Apr 24, 2017
In the middle of April, two months after the revolution of February 1917, demonstrations against the war began. These were motivated by opposition to the declarations of Miliukov, a liberal minister, in favor of Russia’s conquest of Constantinople. By this time, a fraction of the working class, behind the Bolshevik Party, began to think about the overthrow of the Provisional Government, while the bourgeoisie and its supporters mobilized their forces to defend it. This is how Trotsky described the events of April 20 (May 3 by our calendar):
“Today the Petrograd Committee of the Bolsheviks had called for the demonstration. In spite of the counter-agitation of the Mensheviks and Socialist Revolutionaries, immense masses of workers advanced to the center from the Vyborg side, and later too from other districts. The Executive Committee sent to meet the demonstrators their most authoritative pacifiers with Chkeidze (one of the leaders of the Mensheviks) at their head. But the workers firmly intended to speak their word - and they had a word to speak. A well-known liberal journalist described in Rech this demonstration of workers on the Nevsky: ‘About a hundred armed men marched in front; after them solid phalanxes of unarmed men and women, a thousand strong. Living chains on both sides. Songs. Their faces amazed me. All those thousands had but one face, the stunned ecstatic face of the early Christian monks. Implacable, pitiless, ready for murder, inquisition, and death.’ The liberal journalist had looked the workers’ revolution in the eye, and felt for a second its intense determination....
“Today as yesterday the demonstrators did not come out to overthrow the government, although a majority of them, we may guess, had already seriously thought about this problem....”
In response, the regime mobilized its own forces on April 21: “The Nevsky, the chief artery of the bourgeoisie, was converted into a solid Kadet meeting.
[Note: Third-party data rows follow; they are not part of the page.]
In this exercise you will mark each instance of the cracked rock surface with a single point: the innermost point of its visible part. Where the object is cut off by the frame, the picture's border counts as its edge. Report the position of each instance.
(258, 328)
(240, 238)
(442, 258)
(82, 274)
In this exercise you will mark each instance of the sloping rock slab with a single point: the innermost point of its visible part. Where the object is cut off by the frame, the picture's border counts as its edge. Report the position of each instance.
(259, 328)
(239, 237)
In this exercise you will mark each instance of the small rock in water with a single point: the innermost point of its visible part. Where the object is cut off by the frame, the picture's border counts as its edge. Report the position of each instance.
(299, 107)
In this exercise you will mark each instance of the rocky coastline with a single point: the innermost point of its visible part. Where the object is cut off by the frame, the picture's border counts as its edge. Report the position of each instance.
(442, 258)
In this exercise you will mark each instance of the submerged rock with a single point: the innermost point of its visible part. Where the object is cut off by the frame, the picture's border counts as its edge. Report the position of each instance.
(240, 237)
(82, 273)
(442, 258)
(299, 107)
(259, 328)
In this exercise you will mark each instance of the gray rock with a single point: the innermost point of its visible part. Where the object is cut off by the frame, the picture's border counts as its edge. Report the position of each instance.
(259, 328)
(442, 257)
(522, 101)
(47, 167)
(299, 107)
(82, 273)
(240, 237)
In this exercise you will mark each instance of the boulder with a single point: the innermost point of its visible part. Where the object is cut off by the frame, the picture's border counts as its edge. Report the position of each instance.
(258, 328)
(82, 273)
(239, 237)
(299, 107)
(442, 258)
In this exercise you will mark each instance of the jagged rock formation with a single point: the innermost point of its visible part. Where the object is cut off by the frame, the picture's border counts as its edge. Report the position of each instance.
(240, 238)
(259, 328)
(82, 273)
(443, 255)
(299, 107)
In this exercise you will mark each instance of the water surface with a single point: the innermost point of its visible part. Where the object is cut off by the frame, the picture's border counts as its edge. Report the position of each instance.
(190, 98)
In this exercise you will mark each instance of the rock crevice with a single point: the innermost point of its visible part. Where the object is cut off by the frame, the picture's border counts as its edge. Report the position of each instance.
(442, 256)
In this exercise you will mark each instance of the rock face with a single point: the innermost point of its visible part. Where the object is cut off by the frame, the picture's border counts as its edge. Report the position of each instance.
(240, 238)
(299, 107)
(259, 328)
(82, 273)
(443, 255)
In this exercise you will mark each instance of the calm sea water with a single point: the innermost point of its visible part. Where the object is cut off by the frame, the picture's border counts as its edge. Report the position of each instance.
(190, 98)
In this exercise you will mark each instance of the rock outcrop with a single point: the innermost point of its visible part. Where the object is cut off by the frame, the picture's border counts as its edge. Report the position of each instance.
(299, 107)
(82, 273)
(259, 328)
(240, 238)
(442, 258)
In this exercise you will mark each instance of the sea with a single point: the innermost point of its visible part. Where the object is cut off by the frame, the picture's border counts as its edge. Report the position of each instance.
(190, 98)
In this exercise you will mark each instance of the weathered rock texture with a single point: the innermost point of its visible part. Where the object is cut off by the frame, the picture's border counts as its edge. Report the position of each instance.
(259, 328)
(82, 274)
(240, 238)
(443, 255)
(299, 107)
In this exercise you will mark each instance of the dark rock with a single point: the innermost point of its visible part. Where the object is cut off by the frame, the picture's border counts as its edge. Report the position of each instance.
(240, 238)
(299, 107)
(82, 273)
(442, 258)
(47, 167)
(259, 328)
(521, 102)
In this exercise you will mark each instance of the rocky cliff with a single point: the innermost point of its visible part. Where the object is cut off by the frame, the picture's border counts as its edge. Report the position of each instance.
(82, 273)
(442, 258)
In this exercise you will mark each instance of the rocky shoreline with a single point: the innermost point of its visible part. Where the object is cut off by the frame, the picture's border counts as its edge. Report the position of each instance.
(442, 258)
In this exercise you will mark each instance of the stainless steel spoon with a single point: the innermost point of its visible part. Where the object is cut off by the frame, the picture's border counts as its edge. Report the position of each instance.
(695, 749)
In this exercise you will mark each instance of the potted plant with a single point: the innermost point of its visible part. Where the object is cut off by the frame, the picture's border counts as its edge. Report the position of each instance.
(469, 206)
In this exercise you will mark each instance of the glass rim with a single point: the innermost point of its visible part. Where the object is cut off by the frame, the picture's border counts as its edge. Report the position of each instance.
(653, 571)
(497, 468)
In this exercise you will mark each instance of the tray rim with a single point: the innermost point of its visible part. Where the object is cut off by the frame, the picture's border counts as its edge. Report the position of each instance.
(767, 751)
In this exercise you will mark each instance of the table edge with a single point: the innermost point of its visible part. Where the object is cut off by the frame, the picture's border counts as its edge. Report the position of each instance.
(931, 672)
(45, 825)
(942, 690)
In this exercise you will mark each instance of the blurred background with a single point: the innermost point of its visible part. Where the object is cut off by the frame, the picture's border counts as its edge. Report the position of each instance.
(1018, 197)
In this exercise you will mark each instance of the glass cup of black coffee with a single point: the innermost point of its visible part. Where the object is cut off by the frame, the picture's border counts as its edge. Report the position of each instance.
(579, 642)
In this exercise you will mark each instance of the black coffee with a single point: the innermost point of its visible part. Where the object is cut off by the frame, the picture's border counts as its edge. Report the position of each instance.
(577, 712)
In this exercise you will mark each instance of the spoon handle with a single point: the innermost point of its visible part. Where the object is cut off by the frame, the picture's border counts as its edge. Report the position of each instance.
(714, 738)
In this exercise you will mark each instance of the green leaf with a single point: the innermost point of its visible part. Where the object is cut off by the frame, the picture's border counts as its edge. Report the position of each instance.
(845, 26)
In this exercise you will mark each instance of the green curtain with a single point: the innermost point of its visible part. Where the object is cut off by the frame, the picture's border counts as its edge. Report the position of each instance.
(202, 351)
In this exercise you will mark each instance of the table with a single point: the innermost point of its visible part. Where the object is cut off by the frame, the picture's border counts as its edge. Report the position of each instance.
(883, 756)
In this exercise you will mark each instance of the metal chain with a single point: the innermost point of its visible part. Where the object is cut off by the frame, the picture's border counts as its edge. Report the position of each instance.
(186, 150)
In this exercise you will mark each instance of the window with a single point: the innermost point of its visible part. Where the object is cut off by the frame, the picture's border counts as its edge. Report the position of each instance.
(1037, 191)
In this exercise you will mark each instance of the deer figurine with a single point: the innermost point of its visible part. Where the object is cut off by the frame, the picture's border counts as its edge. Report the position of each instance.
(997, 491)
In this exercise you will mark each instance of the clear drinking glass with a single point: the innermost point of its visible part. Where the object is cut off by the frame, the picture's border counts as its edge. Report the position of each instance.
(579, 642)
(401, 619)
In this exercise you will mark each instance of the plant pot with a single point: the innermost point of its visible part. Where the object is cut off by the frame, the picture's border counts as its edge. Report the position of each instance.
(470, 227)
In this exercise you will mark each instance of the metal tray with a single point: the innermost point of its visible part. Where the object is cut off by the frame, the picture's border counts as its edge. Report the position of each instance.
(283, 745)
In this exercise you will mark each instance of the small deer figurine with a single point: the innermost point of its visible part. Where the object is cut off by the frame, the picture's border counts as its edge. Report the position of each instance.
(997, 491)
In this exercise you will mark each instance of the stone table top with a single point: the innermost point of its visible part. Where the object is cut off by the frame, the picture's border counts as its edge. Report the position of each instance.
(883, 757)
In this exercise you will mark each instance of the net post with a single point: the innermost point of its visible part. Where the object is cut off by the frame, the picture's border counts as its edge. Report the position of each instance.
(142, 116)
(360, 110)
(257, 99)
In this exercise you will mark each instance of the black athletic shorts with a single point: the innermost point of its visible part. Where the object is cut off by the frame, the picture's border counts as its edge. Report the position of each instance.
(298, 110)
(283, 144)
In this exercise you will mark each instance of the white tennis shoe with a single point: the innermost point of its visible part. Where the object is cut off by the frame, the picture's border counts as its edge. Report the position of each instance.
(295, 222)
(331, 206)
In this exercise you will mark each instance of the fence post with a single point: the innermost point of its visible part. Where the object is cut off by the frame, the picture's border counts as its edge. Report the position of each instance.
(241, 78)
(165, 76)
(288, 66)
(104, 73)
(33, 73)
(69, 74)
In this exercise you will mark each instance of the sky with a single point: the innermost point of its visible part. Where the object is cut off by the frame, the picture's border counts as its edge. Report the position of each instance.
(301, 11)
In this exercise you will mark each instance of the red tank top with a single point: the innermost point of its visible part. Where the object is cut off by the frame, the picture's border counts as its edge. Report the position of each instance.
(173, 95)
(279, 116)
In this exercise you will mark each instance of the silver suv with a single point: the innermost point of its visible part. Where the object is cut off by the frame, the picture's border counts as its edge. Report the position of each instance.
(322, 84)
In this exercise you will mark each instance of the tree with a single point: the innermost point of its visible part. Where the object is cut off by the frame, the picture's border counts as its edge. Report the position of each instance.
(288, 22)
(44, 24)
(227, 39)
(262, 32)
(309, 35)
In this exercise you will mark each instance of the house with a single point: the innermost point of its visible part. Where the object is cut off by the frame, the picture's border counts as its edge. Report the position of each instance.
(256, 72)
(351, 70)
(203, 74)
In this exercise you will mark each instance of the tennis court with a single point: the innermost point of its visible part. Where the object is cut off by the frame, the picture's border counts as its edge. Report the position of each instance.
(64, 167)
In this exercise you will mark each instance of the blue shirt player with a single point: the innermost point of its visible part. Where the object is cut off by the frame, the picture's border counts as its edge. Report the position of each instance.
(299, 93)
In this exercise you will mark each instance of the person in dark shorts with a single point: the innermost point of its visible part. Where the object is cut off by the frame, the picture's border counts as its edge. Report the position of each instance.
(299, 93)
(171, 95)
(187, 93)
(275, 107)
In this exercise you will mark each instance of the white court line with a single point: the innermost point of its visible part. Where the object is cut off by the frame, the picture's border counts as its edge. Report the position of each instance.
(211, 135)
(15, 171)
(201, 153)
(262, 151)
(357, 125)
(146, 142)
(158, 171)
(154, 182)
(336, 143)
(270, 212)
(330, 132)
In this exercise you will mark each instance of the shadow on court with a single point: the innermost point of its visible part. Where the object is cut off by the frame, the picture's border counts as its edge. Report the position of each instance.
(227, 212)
A considerable demonstration headed by the members of the Kadet Central Committee marched to the Mariinsky Palace (seat of the government). Everywhere could be seen brand-new placards, fresh from the sign-painters: ‘Full Confidence to the Provisional Government!” “Long Live Miliukov!” The ministers looked like guests of honor. They had their own ‘people,’ and this was the more noticeable since emissaries of the Soviet were doing their utmost to help them, dispersing revolutionary meetings, steering workers’ and soldiers’ demonstrations towards the suburbs, and restraining the barracks and factories from going out.
“Under the flag of defense of the government, the first open and broad mobilization of counter-revolutionary forces took place. In the center of the town appeared trucks with armed officers, cadets and students. The Cavaliers of St. George were sent out. The gilded youth organized a mock trial on the Nevsky, establishing on the spot the existence of both Leninists and of ‘German spies.’ There were skirmishes and casualties. The first bloody encounter began, according to reports, with an attempt of officers to snatch from the workers a banner with a slogan against the Provisional Government. The encounters became more and more fierce; shots were interchanged, and towards afternoon they became almost continuous. Nobody knew exactly who was shooting or why, but there were already victims of this disorderly shooting, partly malicious, partly the result of panic....
“No, that day was not in the least like a manifestation of national unity. Two worlds stood face to face. The patriotic columns called into the streets against the workers and soldiers by the Kadet Party consisted exclusively of the bourgeois layers of the population – officers, officials, intelligentsia. Two human floods – one for Constantinople, one for Peace – had issued from different parts of town.”